Вторая история рассказана была профессору Владимиру Маркову. Во время Второй мировой войны Анна Дмитриевна и Сергей Эрнестович Радловы оказались в Германии. У них были рукописи поэта. Когда приблизился фронт, они оставили свои пожитки у знакомых, живших около Берлина, на хранение. Скоро через это место прошел советско-германский фронт. Гараж, где хранились вещи, был взломан, и местные жители видели, как солдаты сворачивают самокрутки из бумаги, разбросанной по гаражу. Были ли среди этих бумаг рукописи Кузмина? Бог весть [653]653
См. также: Шерон Ж.Еще раз о рукописях Михаила Кузмина в Германии: по материалам архива В. Маркова // Россия и Запад: Сборник статей в честь 70-летия К. М. Азадовского. С. 534–536.

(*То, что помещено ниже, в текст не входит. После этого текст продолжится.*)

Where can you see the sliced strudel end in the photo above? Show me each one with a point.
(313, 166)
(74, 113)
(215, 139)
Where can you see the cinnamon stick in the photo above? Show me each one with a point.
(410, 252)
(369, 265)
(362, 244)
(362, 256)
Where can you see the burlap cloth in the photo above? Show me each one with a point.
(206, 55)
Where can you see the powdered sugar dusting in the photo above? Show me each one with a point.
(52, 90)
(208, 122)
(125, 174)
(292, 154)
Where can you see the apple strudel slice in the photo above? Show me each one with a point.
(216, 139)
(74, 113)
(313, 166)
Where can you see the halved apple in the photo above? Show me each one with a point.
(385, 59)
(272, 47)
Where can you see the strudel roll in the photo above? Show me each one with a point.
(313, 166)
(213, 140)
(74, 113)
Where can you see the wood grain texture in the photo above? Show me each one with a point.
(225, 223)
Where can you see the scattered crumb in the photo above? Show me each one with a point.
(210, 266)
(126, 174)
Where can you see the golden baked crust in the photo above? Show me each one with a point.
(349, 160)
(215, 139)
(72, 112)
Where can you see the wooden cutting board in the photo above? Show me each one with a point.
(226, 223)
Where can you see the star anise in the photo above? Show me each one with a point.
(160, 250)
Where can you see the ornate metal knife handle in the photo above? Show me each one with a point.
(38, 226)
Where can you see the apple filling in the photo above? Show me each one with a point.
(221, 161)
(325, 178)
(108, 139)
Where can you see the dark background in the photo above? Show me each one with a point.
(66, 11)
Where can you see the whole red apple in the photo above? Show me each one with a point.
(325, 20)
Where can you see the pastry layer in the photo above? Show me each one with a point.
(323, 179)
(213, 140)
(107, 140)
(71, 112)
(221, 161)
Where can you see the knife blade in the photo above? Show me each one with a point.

[Закрыть] . Во всяком случае, мы знаем, что после ареста Радловых по обвинению в сотрудничестве с оккупантами какая-то часть их архива была передана репрессивными органами в ленинградскую Государственную публичную библиотеку (ныне – рукописный отдел Российской национальной библиотеки), и в этой части сохранился уникальный документ – переписанная кем-то неизвестным записная книжечка с абсолютно неожиданным вариантом лучшего гумилевского сборника «Огненный столп» и с циклом Кузмина «Плен» – эта копия является единственным пока что источником его текста.